+ + Oude Testament + Deuterocanonieke boeken + Nieuwe Testament
Galaten
1 2 3 4 5 6 54 %
Gal. 6
6:1 Broeders en zusters 1),
als iemand betrapt wordt op een overtreding,
help zo iemand dan overeind in een geest van zachtmoedigheid, jullie, geestelijke mensen;
neem jezelf in acht
dat jullie niet ook zelf in verleiding komen.
2 Draag die lasten van elkaar,
zo zullen jullie de wet van Christus vervullen.
3 Want wie meent iets te zijn
en het niet is,
die bedriegt zichzelf.
4 Maar laat iedereen zijn eigen werk onderzoeken,
ook dan zal hij zijn roem voor zich alleen houden
en niet naar de anderen toe.
5 Want ieder zal zijn eigen last dragen.
6 Wie onderricht wordt in het woord,
moet degene die onderricht geeft laten delen in alle goede dingen.
7 Laat u niet misleiden,
God laat niet met zich spotten,
want wat een mens zaait,
dat zal hij ook oogsten.
8 Want wie niet verder dan zijn eigen vlees 2) zaait,
zal uit het vlees verderf oogsten,
maar wie zaait in de geest,
zal uit de Geest eeuwig 3) leven oogsten.

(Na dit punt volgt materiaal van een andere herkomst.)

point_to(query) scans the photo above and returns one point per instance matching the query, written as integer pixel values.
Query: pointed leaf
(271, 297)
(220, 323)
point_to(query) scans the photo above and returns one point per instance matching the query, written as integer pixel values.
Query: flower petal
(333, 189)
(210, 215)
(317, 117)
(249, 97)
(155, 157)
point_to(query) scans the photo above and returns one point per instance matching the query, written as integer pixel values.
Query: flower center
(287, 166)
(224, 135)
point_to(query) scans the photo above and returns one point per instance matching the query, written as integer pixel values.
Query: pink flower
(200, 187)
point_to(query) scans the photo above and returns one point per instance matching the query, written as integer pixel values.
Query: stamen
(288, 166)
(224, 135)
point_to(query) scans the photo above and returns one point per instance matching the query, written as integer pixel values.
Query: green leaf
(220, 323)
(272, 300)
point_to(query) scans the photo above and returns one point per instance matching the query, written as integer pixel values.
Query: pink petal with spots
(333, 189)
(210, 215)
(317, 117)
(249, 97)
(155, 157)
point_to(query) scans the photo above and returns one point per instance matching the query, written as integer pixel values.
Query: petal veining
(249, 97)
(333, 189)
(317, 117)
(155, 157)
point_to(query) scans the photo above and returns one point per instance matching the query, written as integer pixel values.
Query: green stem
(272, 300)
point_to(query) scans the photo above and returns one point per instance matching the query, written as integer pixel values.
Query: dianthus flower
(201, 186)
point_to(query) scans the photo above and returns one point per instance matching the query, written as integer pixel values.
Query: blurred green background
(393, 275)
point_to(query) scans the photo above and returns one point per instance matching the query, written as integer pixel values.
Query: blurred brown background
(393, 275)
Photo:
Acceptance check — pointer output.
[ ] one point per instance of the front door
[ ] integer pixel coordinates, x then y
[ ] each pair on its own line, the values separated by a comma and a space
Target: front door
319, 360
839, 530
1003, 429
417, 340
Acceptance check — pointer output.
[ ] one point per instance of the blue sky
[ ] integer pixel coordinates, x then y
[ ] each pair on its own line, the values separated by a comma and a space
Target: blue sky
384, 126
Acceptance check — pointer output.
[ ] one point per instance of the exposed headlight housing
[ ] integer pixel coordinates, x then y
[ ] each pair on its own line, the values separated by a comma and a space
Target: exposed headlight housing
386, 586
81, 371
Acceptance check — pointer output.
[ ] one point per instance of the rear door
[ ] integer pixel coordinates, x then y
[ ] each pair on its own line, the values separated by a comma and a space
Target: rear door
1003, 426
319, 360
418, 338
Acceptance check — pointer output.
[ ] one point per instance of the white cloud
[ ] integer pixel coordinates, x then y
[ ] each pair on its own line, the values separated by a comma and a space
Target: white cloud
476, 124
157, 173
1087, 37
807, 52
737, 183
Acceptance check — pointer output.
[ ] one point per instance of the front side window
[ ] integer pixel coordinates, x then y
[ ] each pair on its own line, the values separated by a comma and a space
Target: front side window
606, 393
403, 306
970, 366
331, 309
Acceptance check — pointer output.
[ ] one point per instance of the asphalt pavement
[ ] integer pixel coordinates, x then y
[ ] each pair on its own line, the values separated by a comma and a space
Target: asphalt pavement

9 Laten we niet moe worden goed te doen,
want te zijner tijd zullen wij oogsten,
wanneer wij de moed niet verliezen.
10 Laten we dus, zolang we tijd hebben, goed doen aan allen,
maar vooral aan de huisgenoten van het geloof.
11 Zie, met hoe grote letters ik jullie eigenhandig schrijf.
12 Allen die een goede indruk willen maken in het vlees,
die proberen jullie te dwingen jezelf te laten besnijden,
alleen om niet vervolgd te worden omwille van het kruis van Christus.
13 Immers, zelfs zij die zelf besneden zijn
onderhouden de wet niet,
maar zij wensen jullie te laten besnijden,
zodat zij in jullie vlees kunnen gloriëren 4).
14 Wat mij betreft,
het zal niet gebeuren
dat ik mij beroem
anders dan op het kruis van onze Heer, Jezus Christus,
waardoor de wereld voor mij gekruisigd is
en ik voor de wereld.
15 Want de besnijdenis is niet wezenlijk waar het om gaat
en de voorhuid evenmin,
maar het gaat om een nieuw schepsel.
16 En aan allen die dit beginsel volgen:
vrede over hen en barmhartigheid,
en over het Israël van God.
17 Laat voortaan niemand mij lastig vallen,
want ik draag de merktekens van Jezus in mijn lichaam.
18 De genade van onze Heer, Jezus Christus,
zij met jullie geest, broeders en zusters!
Amen.

1vertaling van Gerda van Deelen
2de eigen natuur
3duurzaam
4Josephus, Antiquities 19:279 -311 gaat over de gunsten door keizer Augustus aan de Judeeërs verleend om hun religieuze wetten te onderhouden, me als motief het voorkomen van oproer vanwege onenigheid om religieuze gebruiken. In het sabbatsjaar hoefden zij geen belasting af te dragen en zij hoefden geen militaire dienstplicht te vervullen. Later vielen de Judeeërs in ongenade bij keizer Claudius en deze trok alle privileges weer in. Was hem ter ore gekomen dat de Judeeërs het niet zo nauw namen met de voorschriften?